Alessandra e Samuele, due lavoratori come tanti, si sono trovati a fronteggiare una situazione inaspettata: durante un periodo di malattia, l’azienda ha iniziato a inviare visite fiscali con una frequenza sorprendente.
Ma fino a che punto è legittimo questo comportamento? Quando l’esercizio di un diritto si trasforma in una forma di pressione indebita? Scopri come riconoscere e difendersi da possibili abusi legati alle visite fiscali ripetute.

Alessandra, impiegata in un’azienda tessile, si è assentata dal lavoro per una bronchite acuta. Durante le due settimane di malattia, ha ricevuto ben cinque visite fiscali. Samuele, operatore in una fabbrica metalmeccanica, dopo un intervento chirurgico, è stato sottoposto a controlli quotidiani per una settimana intera. Entrambi si sono chiesti: è normale tutto questo? Le visite fiscali sono strumenti legittimi per verificare lo stato di salute del dipendente, ma quando diventano eccessive possono trasformarsi in una forma di pressione psicologica. È fondamentale comprendere dove si trova il confine tra legittimità e abuso.
Il diritto del datore di lavoro e i limiti del buon senso
Il datore di lavoro ha il diritto di richiedere visite fiscali per verificare l’effettivo stato di salute del dipendente assente alla malattia. Tuttavia, la legge non esclude un numero massimo di controlli che possono essere effettuati durante il periodo della malattia. Questo significa che, teoricamente, le visite possono essere richieste anche quotidianamente.

Tuttavia, l’esercizio di questo diritto deve avvenire nel rispetto dei principi di correttezza e buona fede. Richiedere visite fiscali in modo ossessivo e ingiustificato può configurare un comportamento vessatorio nei confronti del lavoratore.
Ad esempio, la Corte di Cassazione, con un’ordinanza del 2019, ha affermato che le condotte datoriali ripetute nel tempo e volte alla mortificazione del dipendente possono essere fonte di responsabilità risarcitoria, anche se non integrano la specie del mobbing.

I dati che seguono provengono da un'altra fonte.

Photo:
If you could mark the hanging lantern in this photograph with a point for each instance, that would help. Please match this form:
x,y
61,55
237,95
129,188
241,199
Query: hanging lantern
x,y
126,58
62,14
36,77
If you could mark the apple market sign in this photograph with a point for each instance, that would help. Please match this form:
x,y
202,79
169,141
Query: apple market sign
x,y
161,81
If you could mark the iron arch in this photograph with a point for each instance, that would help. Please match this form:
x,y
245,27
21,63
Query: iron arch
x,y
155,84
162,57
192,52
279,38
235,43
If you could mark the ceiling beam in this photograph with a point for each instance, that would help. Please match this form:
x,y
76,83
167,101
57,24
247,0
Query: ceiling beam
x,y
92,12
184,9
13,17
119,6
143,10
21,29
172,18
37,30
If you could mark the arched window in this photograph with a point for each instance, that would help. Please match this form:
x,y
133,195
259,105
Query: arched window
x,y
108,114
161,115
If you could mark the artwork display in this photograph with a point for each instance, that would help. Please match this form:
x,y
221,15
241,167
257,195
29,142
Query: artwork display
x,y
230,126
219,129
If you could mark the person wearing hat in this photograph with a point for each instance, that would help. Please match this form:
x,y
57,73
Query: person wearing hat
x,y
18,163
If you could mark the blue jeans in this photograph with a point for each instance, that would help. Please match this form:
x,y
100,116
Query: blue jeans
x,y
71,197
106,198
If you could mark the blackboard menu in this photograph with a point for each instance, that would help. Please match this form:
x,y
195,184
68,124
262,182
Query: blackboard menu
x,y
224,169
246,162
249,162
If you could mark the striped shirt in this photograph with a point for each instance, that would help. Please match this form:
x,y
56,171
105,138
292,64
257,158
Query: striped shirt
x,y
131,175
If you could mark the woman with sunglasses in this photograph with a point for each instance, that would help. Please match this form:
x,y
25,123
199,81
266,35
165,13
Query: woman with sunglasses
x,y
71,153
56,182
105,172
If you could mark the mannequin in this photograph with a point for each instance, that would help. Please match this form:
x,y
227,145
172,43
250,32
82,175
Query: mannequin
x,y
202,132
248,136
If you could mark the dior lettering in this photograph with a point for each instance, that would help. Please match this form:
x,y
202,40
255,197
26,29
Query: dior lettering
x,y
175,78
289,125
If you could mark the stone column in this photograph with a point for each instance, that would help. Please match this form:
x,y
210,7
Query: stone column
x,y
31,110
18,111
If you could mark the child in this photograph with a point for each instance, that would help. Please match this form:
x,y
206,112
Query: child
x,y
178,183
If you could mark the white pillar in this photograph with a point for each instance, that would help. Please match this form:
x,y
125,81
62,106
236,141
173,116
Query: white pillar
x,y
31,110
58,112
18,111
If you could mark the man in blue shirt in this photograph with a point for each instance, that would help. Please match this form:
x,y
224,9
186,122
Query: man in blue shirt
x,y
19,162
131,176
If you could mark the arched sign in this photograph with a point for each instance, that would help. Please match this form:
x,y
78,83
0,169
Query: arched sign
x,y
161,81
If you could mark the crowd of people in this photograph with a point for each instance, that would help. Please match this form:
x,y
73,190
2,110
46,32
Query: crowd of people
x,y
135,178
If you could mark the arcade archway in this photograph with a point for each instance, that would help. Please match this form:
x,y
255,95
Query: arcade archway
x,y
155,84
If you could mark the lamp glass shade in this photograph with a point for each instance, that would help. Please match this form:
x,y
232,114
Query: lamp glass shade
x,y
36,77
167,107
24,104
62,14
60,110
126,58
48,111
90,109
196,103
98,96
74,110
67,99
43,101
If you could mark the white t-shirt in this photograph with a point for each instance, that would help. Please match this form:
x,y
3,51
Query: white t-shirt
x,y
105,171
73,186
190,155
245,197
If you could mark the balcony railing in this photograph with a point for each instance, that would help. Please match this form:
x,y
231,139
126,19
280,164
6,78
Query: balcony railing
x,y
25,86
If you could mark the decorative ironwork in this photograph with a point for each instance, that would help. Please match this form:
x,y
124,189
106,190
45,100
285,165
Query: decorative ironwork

Quando le visite fiscali diventano mobbing
Il mobbing si configura quando un lavoratore subisce una serie di comportamenti ostili, sistematici e prolungati nel tempo, con l’intento di emarginarlo o danneggiarlo. L’invio ripetuto e ingiustificato di visite fiscali può rientrare in questa categoria, soprattutto se accompagnato da altri atteggiamenti vessatori.
Ad esempio, la Corte d’Appello di Bari ha riconosciuto la sussistenza del mobbing nel caso di un insegnante sottoposto a 14 visite fiscali in tre mesi, ritenendo tali controlli una forma di prepotenza e umiliazione finalizzata all’eliminazione del docente. È importante sottolineare che, per configurare il mobbing, devono sussistere elementi come la continuità delle azioni vessatorie, l’intento persecutorio e un danno alla salute psicofisica del lavoratore.
Come difendersi da un uso improprio delle visite fiscali
Se un lavoratore ritiene di essere vittima di un abuso nell’utilizzo delle visite fiscali , può adottare alcune strategie per tutelarsi:
- Raccogliere provare: Conservare tutta la documentazione relativa alle visite fiscali ricevute, inclusi i verbali dei medici e le comunicazioni aziendali.
- Segnalare la situazione: Informare il rappresentante sindacale o il responsabile delle risorse umane dell’azienda riguardo al comportamento ritenuto vessatorio.
- Ricorrere alle vie legali: Se le azioni precedenti non producono risultati, valutare la possibilità di intraprendere un’azione legale per ottenere il riconoscimento del mobbing e il risarcimento dei danni subiti.
È fondamentale che il lavoratore sia consapevole dei propri diritti e delle modalità per difenderli, evitando che strumenti legittimi come le visite fiscali vengano utilizzati in modo improprio per esercitare pressioni indebite.